Mme J et M. H soutiennent que :
— la responsabilité du centre hospitalier de Chalon-sur-Saône est engagée sur le fondement du I de l’article L. 1142-1 du code de la santé publique ;
— les anomalies du rythme cardiaque fœtal n’ont pas été détectées et n’ont pas été prises en charge à temps par le personnel soignant ;
— l’enregistrement du rythme cardiaque fœtal a été interrompu entre 23h42 et 1h02 alors que celui-ci présentait déjà des anomalies, lesquelles ont été minimisées par le personnel soignant ;
— l’état de Mme J nécessitait une surveillance accrue compte tenu de ses antécédents, à savoir un utérus cicatriciel à la suite d’une grossesse gémellaire compliquée, de son âge, de la situation de grossesse prolongée et d’un liquide amiotique teinté ;
— le médecin aurait dû être appelé vers minuit et une césarienne aurait dû être pratiquée avant 1 heure du matin ;
— le retard à faire naitre E lui a fait perdre une chance de survie qui ne saurait être inférieure à 75 % ;
— la suspension de l’enregistrement du rythme cardiaque fœtal entre 23h42 et 1h02 et la mise en place d’un système STAN mal étalonné constituent également des manquements fautifs de nature à engager la responsabilité du centre hospitalier ;
— ils ont subi des préjudices propres s’élevant à la somme totale de 59 949,60 euros après application d’un taux de perte de chance de 75% ;
— leurs enfants mineurs ont subi un préjudice d’un montant total de 18 000 euros après application du taux de perte de chance de 75%.

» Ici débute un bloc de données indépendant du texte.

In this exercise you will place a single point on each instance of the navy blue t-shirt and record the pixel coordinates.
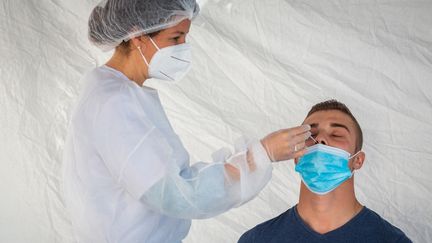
(366, 226)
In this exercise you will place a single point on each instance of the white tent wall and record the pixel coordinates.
(258, 66)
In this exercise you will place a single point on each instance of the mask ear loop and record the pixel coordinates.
(151, 39)
(352, 172)
(142, 55)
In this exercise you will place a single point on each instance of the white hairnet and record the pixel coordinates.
(114, 21)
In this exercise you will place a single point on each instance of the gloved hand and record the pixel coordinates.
(286, 144)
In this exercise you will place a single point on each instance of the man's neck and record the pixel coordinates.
(324, 213)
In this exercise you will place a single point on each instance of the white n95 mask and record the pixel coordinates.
(170, 63)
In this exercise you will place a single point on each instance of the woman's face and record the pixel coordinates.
(174, 35)
(168, 37)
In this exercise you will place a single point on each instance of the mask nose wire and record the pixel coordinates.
(316, 142)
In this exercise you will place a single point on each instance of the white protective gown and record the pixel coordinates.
(127, 176)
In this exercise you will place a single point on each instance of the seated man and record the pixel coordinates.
(328, 210)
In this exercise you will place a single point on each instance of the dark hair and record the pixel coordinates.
(336, 105)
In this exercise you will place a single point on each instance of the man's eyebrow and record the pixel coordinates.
(314, 125)
(340, 125)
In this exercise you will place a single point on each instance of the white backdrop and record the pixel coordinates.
(258, 66)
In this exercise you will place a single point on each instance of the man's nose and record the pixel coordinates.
(321, 139)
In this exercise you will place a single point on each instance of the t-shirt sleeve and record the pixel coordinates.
(130, 145)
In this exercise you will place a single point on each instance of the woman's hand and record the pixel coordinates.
(286, 144)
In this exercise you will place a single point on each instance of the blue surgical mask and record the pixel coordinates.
(323, 168)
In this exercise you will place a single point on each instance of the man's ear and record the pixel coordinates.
(358, 160)
(140, 41)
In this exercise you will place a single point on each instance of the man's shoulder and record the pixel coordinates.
(384, 227)
(268, 228)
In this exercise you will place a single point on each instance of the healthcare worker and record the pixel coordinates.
(127, 176)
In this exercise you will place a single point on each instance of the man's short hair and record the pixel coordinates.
(336, 105)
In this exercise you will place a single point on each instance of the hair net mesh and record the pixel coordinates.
(114, 21)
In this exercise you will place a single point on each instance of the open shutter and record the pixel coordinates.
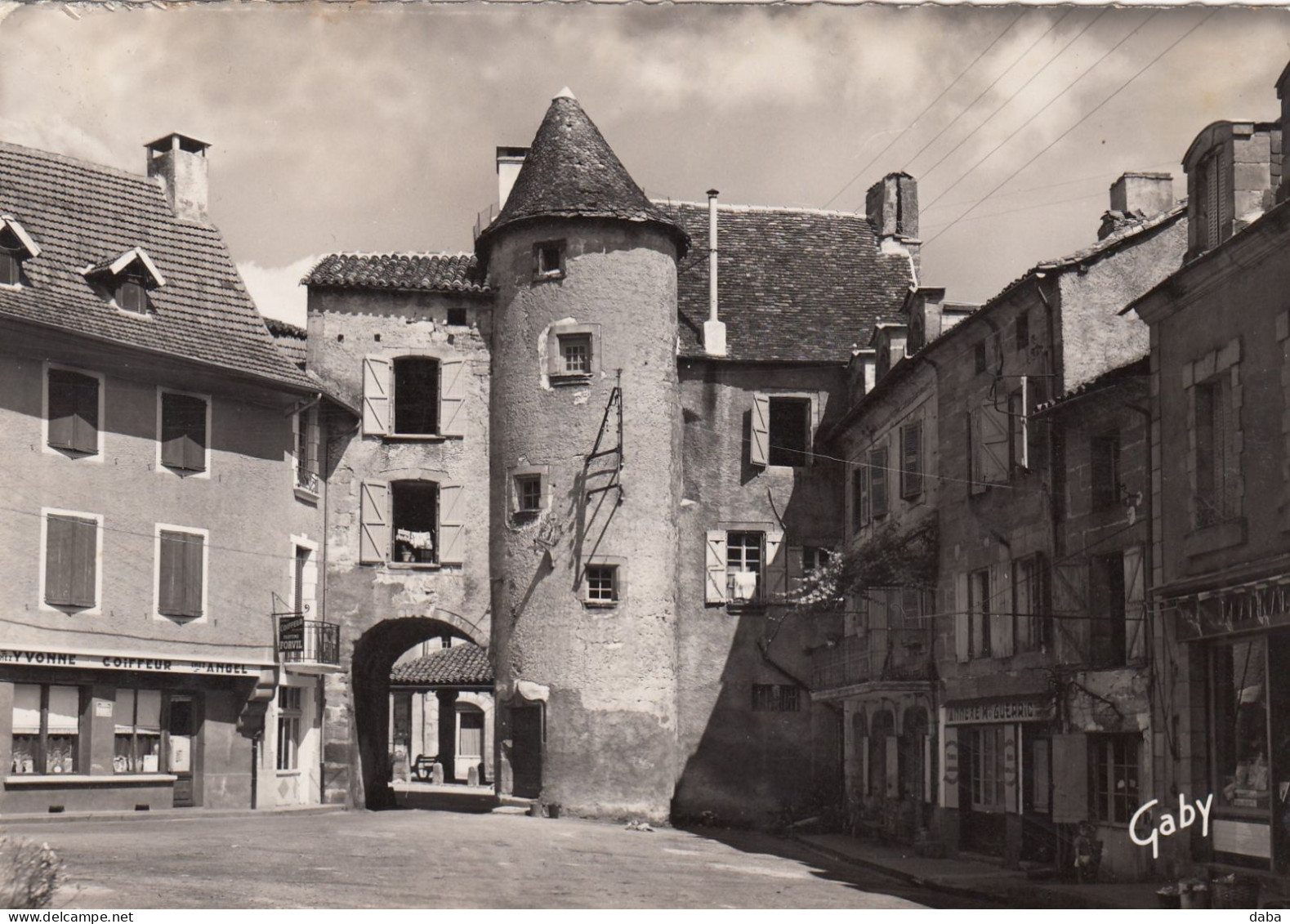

Par un mémoire, enregistré le 24 mars 2023, la caisse primaire d’assurance maladie (CPAM) de la Côte-d’Or demande au tribunal de condamner le centre hospitalier de Chalon-sur-Saône à lui verser une somme de 24 636 euros au titre des frais d’hospitalisation E H ainsi qu’une somme de 1 162 euros au titre de l’indemnité forfaitaire de gestion.
La CPAM soutient que :
— selon les rapports d’expertise du docteur Labaune et du docteur Rudigoz, il y a eu des manquements dans la prise en charge obstétricale de la mère à l’origine d’une perte de chance de survie de l’enfant E ;
— elle a exposé des frais d’hospitalisation d’un montant de 24 636 euros ;
— elle ne s’oppose pas à l’organisation d’une nouvelle expertise judiciaire.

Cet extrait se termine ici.